C++ AMP: (Performance issue) why every barrier-free program is compiled in HLSL with workgroup size==256 regardless of values in parallel_for_each?
Friday, January 06, 2012 7:41 PM
All DX Compute Shaders produced by C++ AMP / VS11 contain a declaration with a workgroup of 256,1,1.
As a result, there are always a few instructions in a shader's prolog, which get the current thread and compare in a run-time with group limits. A real thread group size is passed to the kernel in run-time, what is ineffective from a performance point of view.
It seems to be a simplification in a beta version of the tool. Are Microsoft developers going to fix this performance issue?
Tuesday, January 10, 2012 12:57 AM
First of all, as you may have known, the current release of C++ AMP is built on top of DirectX platform. Unlike CUDA/OpenCL, in HLSL (the shader language of DX), the shape of thread group has to be specified statically using numthreads[x, y, z] annotation to the entry function. As a result, C++ AMP also has this static-compilation requirement. (If we go to the dynamic/runtime compilation strategy, then it would be different. However, dynamic compilation has its high cost and other problems that we decided not to go with). In the future, this specific static compilation requirement might be relaxed. However, for now, these parameters have to be statically known. Bear this in mind.
For the tiled version, user controls and specifies the tile shape (which maps to the HLSL group directly). Note the tile shape is specificed via template parameters, thus static known to compiler.
For the simple one (which is probably what you are talking about here), user does not work with a tiled model and does not specify anything about the tile. It's the C++ AMP compiler to make a choice underlying. Note the compiler does not know the "grid" information (the first paramemter to parallel_for_each), which is known at runtime. So it does not have a way to choose the tile shape according to the grid. It needs to statically choose a tile shape for all cases. As you have seen, [256, 1, 1] were chosen. However, a program should not rely on this in any way. The compiler may make a different choice (still static) due to some other factors. So this does introduce the prolog as you obsovered. However, to support a variaty of grids (even with rank > 3), we could not avoid it. From what we have experimented, for memory bound computations, the cost of the prolog does not really matter. However, there can be pathological cases, for example, user requires a 1D grid of 257 threads at runtime. If compiler uses 256 at compilation time, we will have to launch 2 tiles (512 threads), thus waste 255 threads. However, in most real-world cases, user launches millions of threads, the possible waste in the last tile does not really matter either.

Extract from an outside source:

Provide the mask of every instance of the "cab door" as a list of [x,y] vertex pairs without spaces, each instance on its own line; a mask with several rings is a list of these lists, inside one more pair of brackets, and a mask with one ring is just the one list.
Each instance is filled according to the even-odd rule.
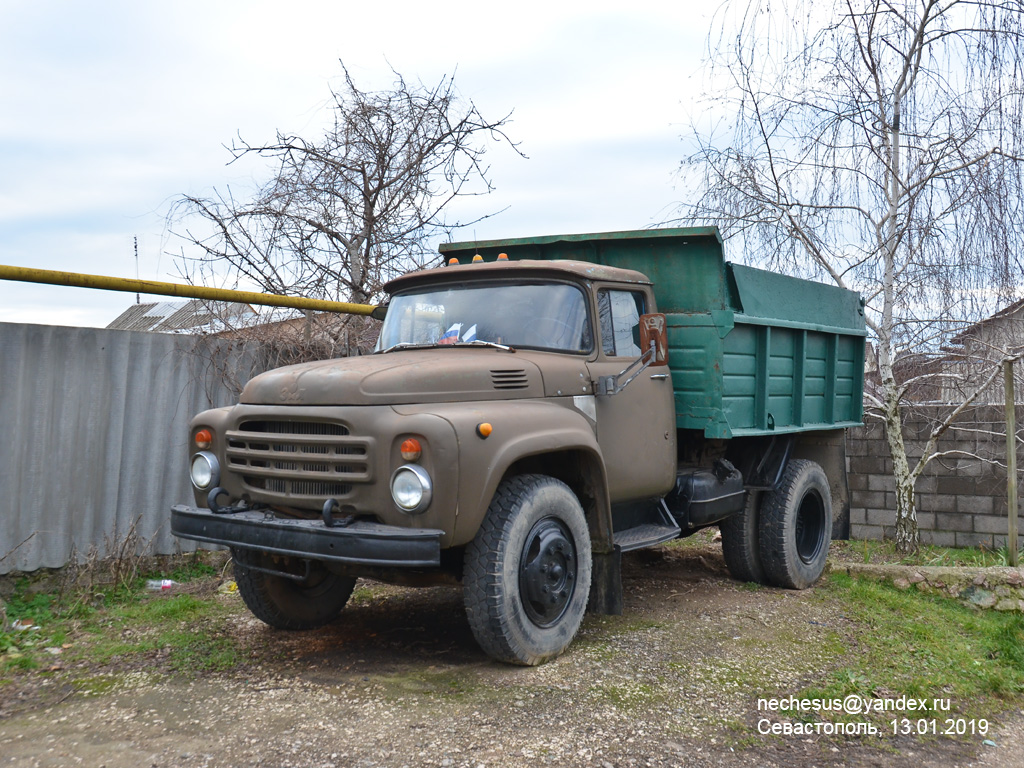
[[[640,316],[652,306],[645,290],[598,288],[598,357],[588,363],[592,381],[616,376],[640,358]],[[668,493],[676,475],[675,399],[668,367],[648,367],[625,389],[595,399],[597,442],[612,501]]]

Again, if user wants to control over the tile (group) , tiled parallel_for_each should be used.
Tuesday, January 10, 2012 10:44 PM
Thank you for the explanation.
I cannot agree with you:
"the possible waste in the last tile does not really matter either."
Please try to imagine millions of GPUs wasting time and energy... You just don't help to save the planet Earth ;-) .
I always assumed that Microsoft developers do all its best, but here is the example that you do not care if wasting is not so big ;-) . In my opinion you should try to avoid the prolog...
Wednesday, January 11, 2012 7:53 AMOwner
I think Weirong has answered your question.
We have two models: the tiled model and the simple model. We aspire to make our simple model be smarter under the covers as we make new releases, but we are comfortable that if a user wants to take matters into their own hands, we have the tiled model for them to use which gives more control.
Thank you for your feedback on how to make the simple model better.